Accept all changes rev accept file.md -a
Reject change rev reject file.md -n 1
Reply to comment rev reply file.md -n 1 -m "response"
Reply to all pending rev reply file.md --all -m "Addressed"
Resolve comment rev resolve file.md -n 1
Show contributors rev contributors
Lookup ORCID rev orcid 0000-0002-1825-0097
Archive reviewer files rev archive
Check DOIs rev doi check references.bib
Find missing DOIs rev doi lookup references.bib
Add citation from DOI rev doi add 10.1038/example
Word count rev wc
Pre-submission check rev check
Check for updates rev upgrade --check

Run rev help to see all commands, or rev help <command> for details on a specific command.

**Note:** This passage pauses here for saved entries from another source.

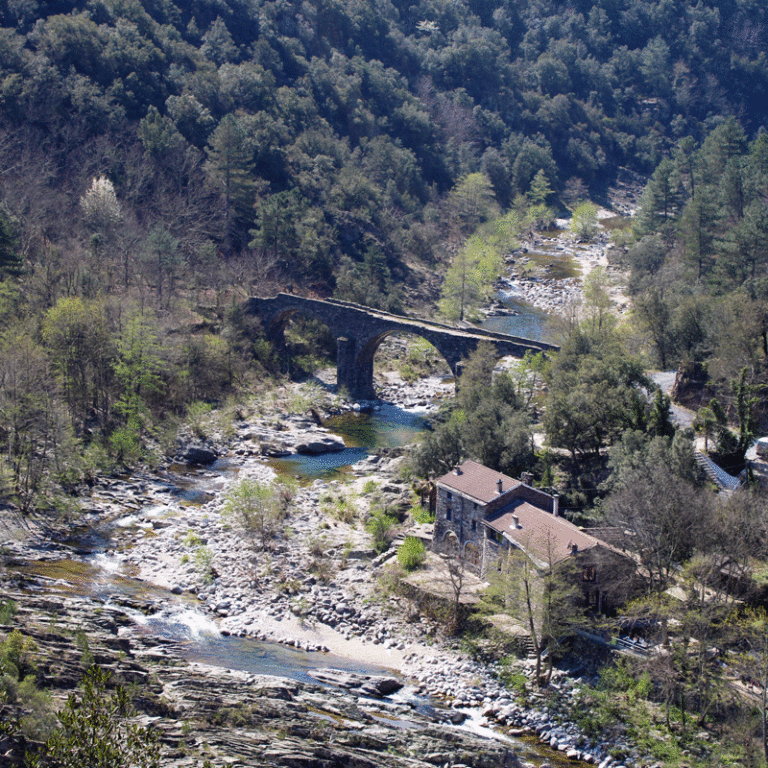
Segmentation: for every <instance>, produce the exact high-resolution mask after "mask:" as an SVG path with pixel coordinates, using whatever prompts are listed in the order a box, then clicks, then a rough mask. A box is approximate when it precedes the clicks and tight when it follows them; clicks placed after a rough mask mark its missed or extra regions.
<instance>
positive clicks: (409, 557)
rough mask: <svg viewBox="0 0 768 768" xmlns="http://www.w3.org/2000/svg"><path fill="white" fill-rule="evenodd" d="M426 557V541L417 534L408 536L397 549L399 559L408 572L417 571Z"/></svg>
mask: <svg viewBox="0 0 768 768" xmlns="http://www.w3.org/2000/svg"><path fill="white" fill-rule="evenodd" d="M426 557H427V550H426V549H425V548H424V542H423V541H422V540H421V539H417V538H416V537H415V536H407V537H406V539H405V541H404V542H403V543H402V545H401V546H400V549H398V550H397V560H398V562H399V563H400V565H402V566H403V568H404V569H405V570H406V571H407V572H408V573H411V571H415V570H416V569H417V568H418V567H419V566H420V565H421V564H422V563H423V562H424V560H425V559H426Z"/></svg>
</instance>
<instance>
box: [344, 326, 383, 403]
mask: <svg viewBox="0 0 768 768" xmlns="http://www.w3.org/2000/svg"><path fill="white" fill-rule="evenodd" d="M336 386H337V387H338V388H339V389H342V388H343V389H346V390H347V392H348V393H349V394H350V396H351V397H353V398H354V399H355V400H375V399H376V390H375V389H374V387H373V360H372V359H371V360H367V359H365V358H364V357H363V356H361V355H360V354H359V351H358V349H357V342H356V341H355V339H350V338H347V337H346V336H339V337H338V338H337V339H336Z"/></svg>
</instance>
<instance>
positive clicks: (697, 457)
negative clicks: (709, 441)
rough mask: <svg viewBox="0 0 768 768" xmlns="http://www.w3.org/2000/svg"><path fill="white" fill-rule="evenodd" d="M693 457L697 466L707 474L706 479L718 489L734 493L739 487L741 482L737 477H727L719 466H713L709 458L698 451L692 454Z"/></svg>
mask: <svg viewBox="0 0 768 768" xmlns="http://www.w3.org/2000/svg"><path fill="white" fill-rule="evenodd" d="M693 457H694V459H696V462H697V463H698V464H699V466H700V467H702V469H703V470H704V471H705V472H706V473H707V477H709V479H710V480H712V481H714V482H715V483H716V484H717V486H718V487H719V488H722V489H723V490H725V491H735V490H736V489H737V488H738V487H739V486H740V485H741V480H739V478H738V477H734V476H733V475H729V474H728V473H727V472H726V471H725V470H724V469H722V468H721V467H720V466H719V465H717V464H715V462H714V461H712V459H710V458H709V456H707V455H705V454H703V453H701V452H700V451H696V452H695V453H694V454H693Z"/></svg>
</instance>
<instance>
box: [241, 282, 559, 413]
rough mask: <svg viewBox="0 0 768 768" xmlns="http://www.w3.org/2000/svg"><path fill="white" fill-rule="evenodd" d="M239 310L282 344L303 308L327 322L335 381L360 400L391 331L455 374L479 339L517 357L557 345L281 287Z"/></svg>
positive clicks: (321, 321)
mask: <svg viewBox="0 0 768 768" xmlns="http://www.w3.org/2000/svg"><path fill="white" fill-rule="evenodd" d="M243 310H244V311H245V312H246V314H253V315H257V316H258V317H259V319H260V320H261V323H262V325H263V328H264V332H265V334H266V336H267V338H268V339H269V340H270V341H272V342H273V343H274V344H275V346H276V347H277V348H278V349H280V348H281V347H283V346H284V345H285V339H284V336H283V332H284V331H285V327H286V325H287V324H288V321H289V320H290V319H291V317H293V315H296V314H301V315H306V316H309V317H312V318H315V319H317V320H319V321H321V322H323V323H325V324H326V325H327V326H328V328H329V329H330V331H331V333H332V334H333V335H334V337H335V338H336V384H337V386H338V387H339V389H341V388H345V389H346V390H347V391H348V392H349V394H350V395H351V396H352V397H354V398H357V399H361V400H373V399H375V397H376V392H375V390H374V386H373V358H374V355H375V354H376V350H377V349H378V348H379V345H380V344H381V342H382V341H384V339H385V338H386V337H387V336H389V335H390V334H392V333H398V332H402V333H412V334H415V335H416V336H421V337H422V338H423V339H426V340H427V341H428V342H429V343H430V344H432V345H433V346H434V347H435V349H437V351H438V352H439V353H440V354H441V355H442V356H443V357H444V358H445V360H446V362H447V363H448V365H449V366H450V368H451V371H453V374H454V376H456V377H457V379H458V377H459V375H460V374H461V370H460V368H461V366H460V363H461V361H462V360H465V359H466V358H467V357H468V356H469V355H470V354H471V353H472V352H473V351H474V350H475V349H476V347H477V345H478V344H479V343H480V342H483V341H485V342H489V343H490V344H492V345H493V346H494V347H495V349H496V352H497V354H498V356H499V357H505V356H507V355H511V356H514V357H518V358H521V357H523V356H524V355H525V353H526V352H528V351H531V352H546V351H549V350H556V349H557V347H556V346H554V345H552V344H546V343H545V342H541V341H531V340H530V339H523V338H519V337H517V336H508V335H507V334H504V333H494V332H492V331H484V330H481V329H477V328H472V329H463V328H453V327H451V326H448V325H442V324H440V323H435V322H432V321H430V320H420V319H416V318H409V317H404V316H402V315H393V314H390V313H388V312H382V311H379V310H377V309H371V308H370V307H363V306H361V305H360V304H353V303H351V302H347V301H337V300H333V299H329V300H325V301H324V300H321V299H309V298H304V297H302V296H293V295H291V294H287V293H279V294H278V295H277V296H275V297H273V298H264V299H262V298H257V297H253V298H250V299H248V300H247V301H246V302H245V303H244V305H243Z"/></svg>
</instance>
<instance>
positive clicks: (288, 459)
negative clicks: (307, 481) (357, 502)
mask: <svg viewBox="0 0 768 768" xmlns="http://www.w3.org/2000/svg"><path fill="white" fill-rule="evenodd" d="M425 423H426V412H425V411H423V410H421V411H418V410H406V409H404V408H400V407H398V406H396V405H393V404H392V403H381V404H380V405H377V406H376V407H375V408H373V409H372V410H370V411H366V412H349V413H344V414H341V415H339V416H332V417H331V418H329V419H327V420H326V421H325V422H323V426H325V427H327V428H328V429H330V430H331V432H333V433H335V434H337V435H338V436H339V437H341V438H343V439H344V443H345V444H346V446H347V447H346V448H345V449H344V450H343V451H337V452H336V453H323V454H320V455H318V456H310V455H302V454H294V455H292V456H287V457H285V458H282V459H271V460H270V462H269V464H270V466H271V467H272V468H273V469H274V470H275V471H276V472H277V473H278V474H284V475H290V476H292V477H297V478H300V479H302V480H315V479H317V478H323V479H326V480H327V479H331V478H334V477H341V476H343V475H344V474H345V472H346V471H347V470H348V468H349V467H350V466H351V465H352V464H355V463H356V462H358V461H360V460H361V459H364V458H365V457H366V456H367V455H368V454H370V453H373V452H375V451H376V450H378V449H380V448H399V447H401V446H404V445H408V444H409V443H412V442H414V441H415V440H417V439H418V437H419V435H420V434H421V433H422V432H423V431H424V426H425Z"/></svg>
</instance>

Full command reference: docs/commands.md

Claude Code Skill

Install the docrev skill for Claude Code:

rev install-cli-skill      # install to ~/.claude/skills/docrev
rev uninstall-cli-skill    # remove

Once installed, Claude understands docrev commands and can help navigate comments, draft replies, and manage your revision cycle.

Installing Dependencies

Pandoc

Pandoc handles document conversion.

Platform Command
macOS brew install pandoc
Windows winget install JohnMacFarlane.Pandoc
Debian/Ubuntu sudo apt install pandoc
Fedora sudo dnf install pandoc

Other platforms: pandoc.org/installing

LaTeX (for PDF output)

Platform Command
macOS brew install --cask mactex
Windows winget install MiKTeX.MiKTeX
Debian/Ubuntu sudo apt install texlive-full
Fedora sudo dnf install texlive-scheme-full

Alternatively, TinyTeX provides a minimal distribution that downloads packages on demand.